Um padrão se repete em diversas sequências no último ano da série: um tipo de “redenção”, ou de “reconciliação” entre Calvin e alguns de seus inimigos. A escola, a babá e a culpa são vencidos, respectivamente, pela imaginação do garoto (Calvin consegue seu primeiro 10 em redação), pelo Calvinbol (ele consegue divertir-se com a babá) e pela bondade de Papai Noel. Há uma resposta para os problemas de Calvin. Bill Waterson e João Calvino têm em comum sua visão negativa da humanidade. Entretanto, eles também compartilham em seus escritos um desejo de ver o problema ser corrigido.

Calvino cria em um Deus onipotente, imutável e santo, que pune o pecado, mas está pronto a fazer o bem aos homens. Segundo o teólogo francês, os homens “tudo devem a Deus, são assistidos por seu paternal cuidado, é ele o autor de todas as coisas boas, daí nada se deve buscar fora dele”.

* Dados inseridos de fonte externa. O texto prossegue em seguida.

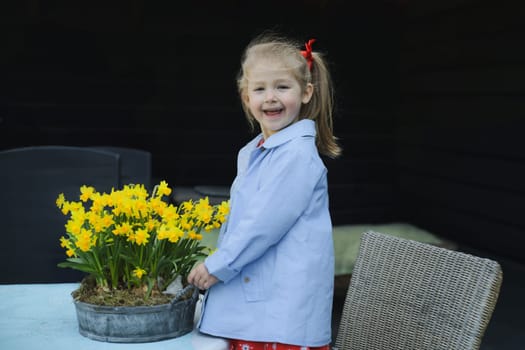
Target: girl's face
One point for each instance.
(274, 96)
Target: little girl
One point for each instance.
(270, 282)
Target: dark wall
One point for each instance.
(161, 76)
(460, 144)
(429, 98)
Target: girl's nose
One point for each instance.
(270, 96)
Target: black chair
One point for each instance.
(31, 179)
(135, 165)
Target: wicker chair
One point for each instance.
(411, 295)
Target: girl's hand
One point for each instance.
(201, 278)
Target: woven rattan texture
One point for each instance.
(408, 295)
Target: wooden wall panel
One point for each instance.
(460, 150)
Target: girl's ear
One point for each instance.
(245, 99)
(308, 92)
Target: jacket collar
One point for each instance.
(304, 127)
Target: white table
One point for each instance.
(42, 316)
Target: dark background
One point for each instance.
(430, 98)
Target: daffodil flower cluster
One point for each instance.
(127, 238)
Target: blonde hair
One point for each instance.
(320, 107)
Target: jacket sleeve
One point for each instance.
(287, 183)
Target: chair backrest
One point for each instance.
(135, 165)
(31, 178)
(405, 294)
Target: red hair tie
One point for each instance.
(308, 53)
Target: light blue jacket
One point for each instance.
(275, 257)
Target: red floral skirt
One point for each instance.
(254, 345)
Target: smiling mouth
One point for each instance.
(273, 112)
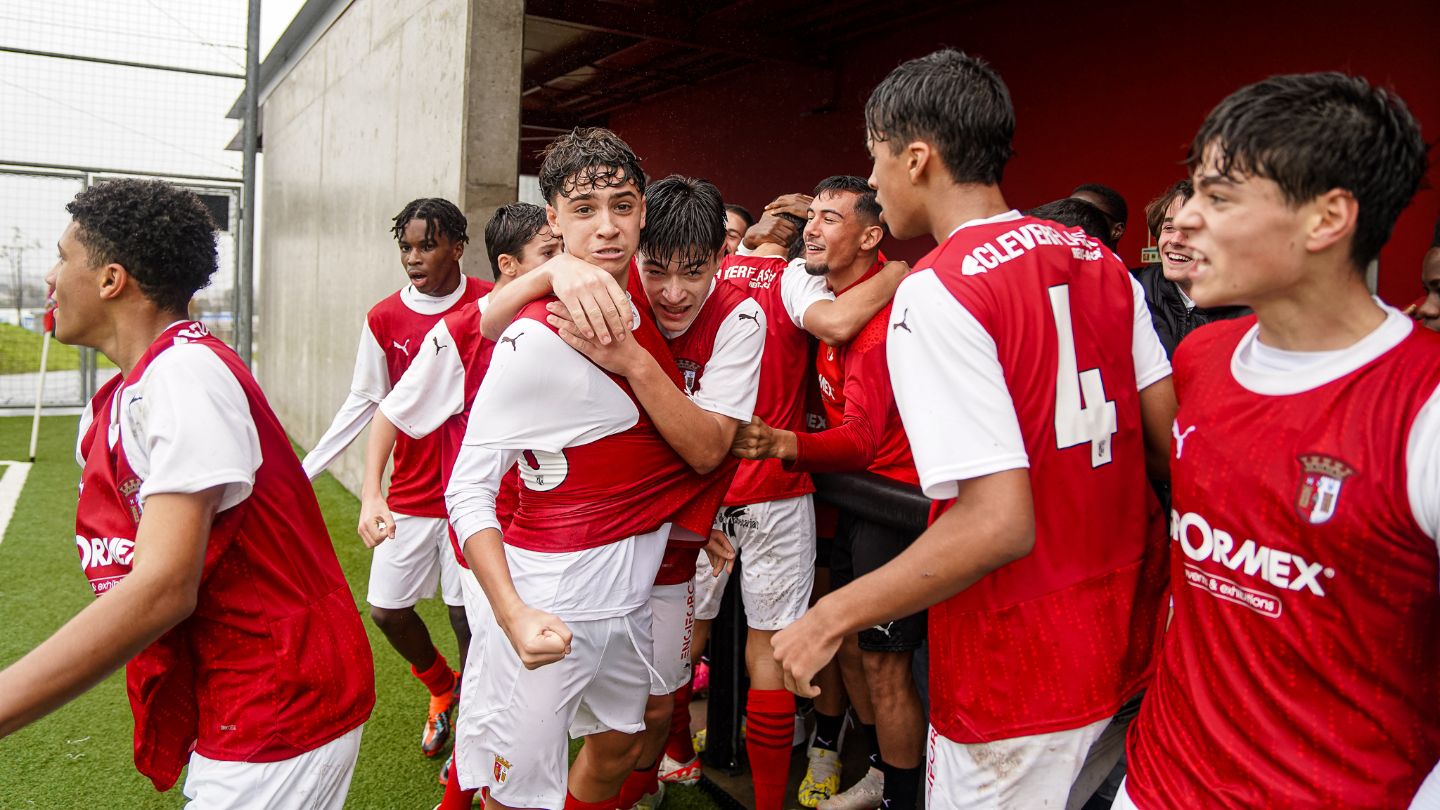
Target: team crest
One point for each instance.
(130, 492)
(690, 371)
(1321, 482)
(501, 768)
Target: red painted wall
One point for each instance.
(1108, 92)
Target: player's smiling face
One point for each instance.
(833, 234)
(1175, 257)
(677, 288)
(431, 261)
(601, 225)
(74, 284)
(1247, 242)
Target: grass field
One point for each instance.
(81, 755)
(20, 353)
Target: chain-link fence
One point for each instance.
(94, 90)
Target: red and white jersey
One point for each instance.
(437, 392)
(870, 434)
(392, 339)
(599, 486)
(1021, 345)
(785, 293)
(719, 361)
(274, 660)
(1299, 669)
(830, 366)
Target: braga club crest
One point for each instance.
(1321, 482)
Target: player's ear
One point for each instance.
(1331, 219)
(113, 280)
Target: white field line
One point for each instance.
(10, 486)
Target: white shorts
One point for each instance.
(405, 568)
(673, 624)
(316, 780)
(776, 546)
(514, 724)
(1023, 771)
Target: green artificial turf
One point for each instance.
(81, 754)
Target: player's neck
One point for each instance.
(844, 280)
(1319, 317)
(133, 333)
(956, 203)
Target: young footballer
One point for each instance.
(1031, 385)
(1299, 668)
(218, 585)
(431, 234)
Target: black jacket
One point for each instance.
(1172, 319)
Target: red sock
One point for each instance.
(572, 803)
(439, 679)
(457, 799)
(769, 731)
(680, 747)
(642, 781)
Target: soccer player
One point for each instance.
(439, 386)
(431, 234)
(570, 580)
(1299, 666)
(843, 245)
(1427, 309)
(1033, 391)
(221, 590)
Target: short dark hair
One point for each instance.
(1157, 208)
(956, 103)
(1074, 214)
(866, 202)
(742, 212)
(684, 219)
(160, 234)
(439, 216)
(1113, 206)
(588, 156)
(510, 229)
(1311, 133)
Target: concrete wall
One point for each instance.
(370, 117)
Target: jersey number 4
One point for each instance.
(1082, 411)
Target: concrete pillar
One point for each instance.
(490, 124)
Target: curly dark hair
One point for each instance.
(1311, 133)
(160, 234)
(684, 221)
(439, 215)
(588, 156)
(954, 101)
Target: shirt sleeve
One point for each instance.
(539, 394)
(1151, 362)
(1423, 467)
(732, 376)
(189, 428)
(369, 384)
(474, 484)
(853, 444)
(432, 388)
(799, 290)
(951, 389)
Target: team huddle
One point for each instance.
(1208, 565)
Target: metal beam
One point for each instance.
(118, 62)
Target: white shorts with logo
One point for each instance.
(775, 542)
(316, 780)
(1023, 771)
(514, 725)
(673, 624)
(405, 568)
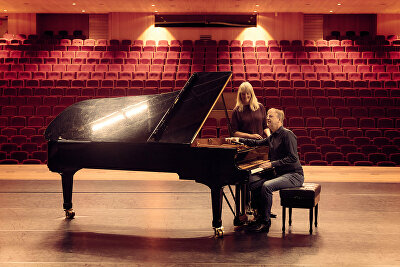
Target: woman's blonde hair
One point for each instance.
(246, 87)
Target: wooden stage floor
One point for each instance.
(154, 219)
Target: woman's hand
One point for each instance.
(255, 136)
(266, 165)
(232, 140)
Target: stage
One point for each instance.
(141, 218)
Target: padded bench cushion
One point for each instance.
(305, 197)
(307, 191)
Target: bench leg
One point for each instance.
(311, 219)
(283, 218)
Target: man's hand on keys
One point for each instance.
(232, 140)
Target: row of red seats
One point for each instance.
(234, 43)
(194, 55)
(353, 158)
(207, 67)
(211, 49)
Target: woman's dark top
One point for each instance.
(248, 121)
(282, 150)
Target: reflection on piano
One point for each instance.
(153, 133)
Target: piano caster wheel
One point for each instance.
(69, 214)
(219, 232)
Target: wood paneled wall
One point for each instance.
(388, 24)
(63, 22)
(349, 22)
(134, 26)
(270, 26)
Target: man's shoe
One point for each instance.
(263, 226)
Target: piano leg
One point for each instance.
(67, 179)
(237, 221)
(216, 202)
(240, 205)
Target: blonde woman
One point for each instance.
(249, 117)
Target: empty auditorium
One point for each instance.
(125, 137)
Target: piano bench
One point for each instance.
(305, 197)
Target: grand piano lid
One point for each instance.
(175, 117)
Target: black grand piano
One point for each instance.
(153, 133)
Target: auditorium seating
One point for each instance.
(341, 98)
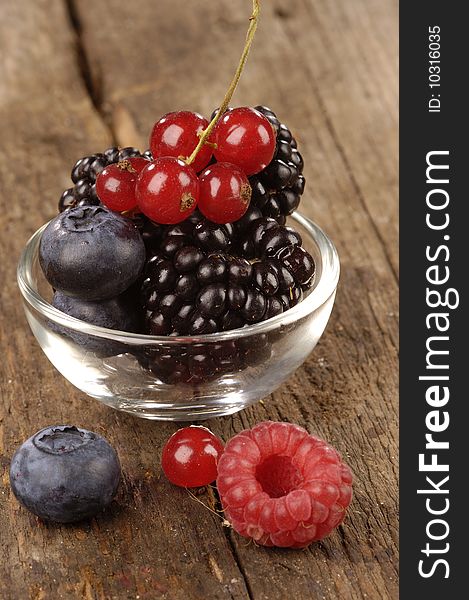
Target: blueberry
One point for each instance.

Para o reformador, o homem, totalmente corrompido, em nada contribui para o processo de salvação. É necessário que Deus tome a iniciativa de salvá-lo, desde o princípio dos tempos (a predestinação), transforme sua natureza (regeneração) e o preserve salvo até o dia do julgamento. Sua ênfase na ação divina sobre o homem dá-se pelo que o reformador entendia como graça – um dom entregue sem qualquer merecimento do homem, sem troca ou pagamento, onde o condenado (ainda que reconhecidamente culpado) era declarado justo porque Deus desejou desde a eternidade que Cristo levasse o castigo de seus eleitos.

“Quem poderia fazer isso, se o mesmo Filho de Deus não se fizesse filho do homem, e de tal forma tomasse o que é nosso, e nos transferisse o que é seu, e o que era inerentemente seu, pela graça se fizesse nosso? Portanto, apoiados neste penhor, confiamos ser filhos de Deus, porque o que por natureza era Filho de Deus, apropriou para si o corpo de nosso corpo, a carne de nossa carne, os ossos de nossos ossos, para que fosse precisamente o que somos, e não relutou em assumir o que nos era próprio, para que, por sua vez, a nós pertencesse o que ele tinha de propriamente seu, e assim ele, em comum conosco, fosse não só o Filho de Deus, mas também o Filho do Homem”

Não há expiação de pecados no perdão de Papai Noel. E é aqui que encontramos a fraqueza de todos os sistemas humanos e a força do Evangelho. Nos sistemas de redenção do mundo, ou precisamos alcançar o perdão ou o perdão é alcançado com injustiça – pois não há pagamento de dívida. O Evangelho pregado por Calvino e exposto na Palavra é completamente diferente. Ele é gracioso e justo. Ele envolve um preço altíssimo e graça completa. Somos maus, mas fomos considerados bons. Outro, porém, era bom e foi considerado mau. Se havia algum incidente do miojo em nosso histórico, não há mais. Que venham os presentes de Deus. Todo dia é Natal para quem está Cristo.